Most responses to the final Reef 2050 long term plan focussed on the lack of a serious policy on climate change and coal mining. But reef scientists have applauded stronger targets for reducing water pollution and extra funding to achieve them.

The new targets reflect the Queensland Labor government's election promises to cut the amount of nitrogen flowing on to the reef from key catchments by 80% by 2025promised an extra $100m over three years fro programs to improve water quality and environmental sustainability.

And the federal government added another $100m for the programs they've been funding under the joint 2013 federal-Queensland government Reef Plan.

Some progress has been made since 2008 in helping farmers to change farming practices to stop excess chemcials and sediment running off their land. Nitrogen runoff is a big problem because of its link to outbreaks of the coral eating crown of thorns starfish.

But more could have been achieved if regulations introduced by the former Queensland Labor government in 2009 had not been abandoned by the Newman Coalition government in 2012. Queensland government reef scientists warned ealier this year that the reliance on voluntary schemes has proven ineffective.

The new Queensland Labor government, who took office in mid-February 2015 has indicated that new regulations may be introduced to achieve its targets for the Reef.

“I don’t want to pre-empt any discussions but there are a range of levers available, from regulation to education to innovation and we’ll be looking to all of those to make sure it works,” Steven Miles, Queensland’s newly-appointed environment minister and minister for the Great Barrier Reef told Guardian Australia on 17 February.

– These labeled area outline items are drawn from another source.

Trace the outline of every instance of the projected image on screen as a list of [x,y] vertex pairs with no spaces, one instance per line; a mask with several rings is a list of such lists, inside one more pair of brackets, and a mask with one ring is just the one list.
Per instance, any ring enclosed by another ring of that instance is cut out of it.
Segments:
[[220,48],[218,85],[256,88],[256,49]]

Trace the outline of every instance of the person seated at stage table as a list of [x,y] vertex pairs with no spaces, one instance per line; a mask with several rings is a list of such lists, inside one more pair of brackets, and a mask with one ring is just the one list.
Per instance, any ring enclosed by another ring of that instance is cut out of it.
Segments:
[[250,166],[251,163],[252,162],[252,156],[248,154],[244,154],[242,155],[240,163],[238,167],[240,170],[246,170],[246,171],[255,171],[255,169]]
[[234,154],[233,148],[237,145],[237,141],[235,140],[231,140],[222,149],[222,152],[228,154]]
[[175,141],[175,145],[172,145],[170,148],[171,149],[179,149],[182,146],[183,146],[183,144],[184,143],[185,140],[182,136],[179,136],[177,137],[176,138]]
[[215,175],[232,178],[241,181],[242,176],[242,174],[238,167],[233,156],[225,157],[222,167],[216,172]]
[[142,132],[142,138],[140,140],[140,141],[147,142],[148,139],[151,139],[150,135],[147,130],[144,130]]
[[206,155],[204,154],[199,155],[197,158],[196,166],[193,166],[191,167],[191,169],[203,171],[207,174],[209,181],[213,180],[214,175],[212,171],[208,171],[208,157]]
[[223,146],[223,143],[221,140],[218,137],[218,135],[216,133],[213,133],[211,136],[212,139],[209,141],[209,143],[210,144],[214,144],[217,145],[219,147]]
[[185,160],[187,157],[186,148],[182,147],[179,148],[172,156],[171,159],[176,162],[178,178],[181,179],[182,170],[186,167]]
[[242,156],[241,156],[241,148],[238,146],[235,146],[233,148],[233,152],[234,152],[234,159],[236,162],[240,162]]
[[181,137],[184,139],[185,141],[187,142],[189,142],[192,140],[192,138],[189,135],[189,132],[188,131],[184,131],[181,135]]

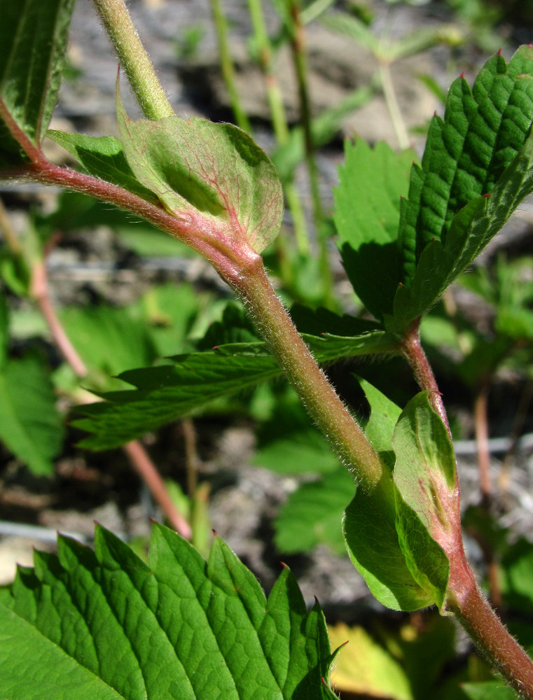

"I don’t want to disparage previous efforts on this, but we want to really aggressively reduce run-off” he said.

The extra $100m from the Queensland government will doubel the $35m a year that's been spent on programs such as the industry based 'better practice management' standards.

The extra $100m announced by the federal government will go to improving reef water quality as part of the federal government's Reef Trust. Federal environment minister Greg Hunt launched Reef Trust in late 2013 using $40m from the Reef Program which provides subsidies to farmers to help reduce agricultural pollution to the reef among other things.

Reef Trust was supposed to attract new private money from biodiversity offset obligations and philanthropy. But given public senitment about the government's policies on the Reef the only private money going into reef progams is in partnerhips with environment groups such as WWF. And to use payments in lieu of offset obligations requires amendments to federal environment laws which would be unlikely to pass the Senate.

Reef Trust has so far been used for some smaller experimental projects such as a $5m Reef Tender.

The federal government ran the Reef Tender from November 2014 to March 2015 to test whether using a reverse auction or tender for grants to sugar cane farmers would produce different results to general farmer subsidies. By assessing tender applications against specific targets for reducing excess nitrogen use the government would be able to identify the most cost effective measures that sugar farmers are prepared to take.

The tender approach sits in contrast with the general Reef Program water quality grants program, which offer all farmers about $20,000-30,000 to subsidise them adopting better management farming practices, regardless of location and impact on the reef.

I wrote to the federal environment minister in March to ask about the results of Reef Tender and whether it wil lbe expanded with the extra $100m for Reef Trust. I'm still waiting for a response.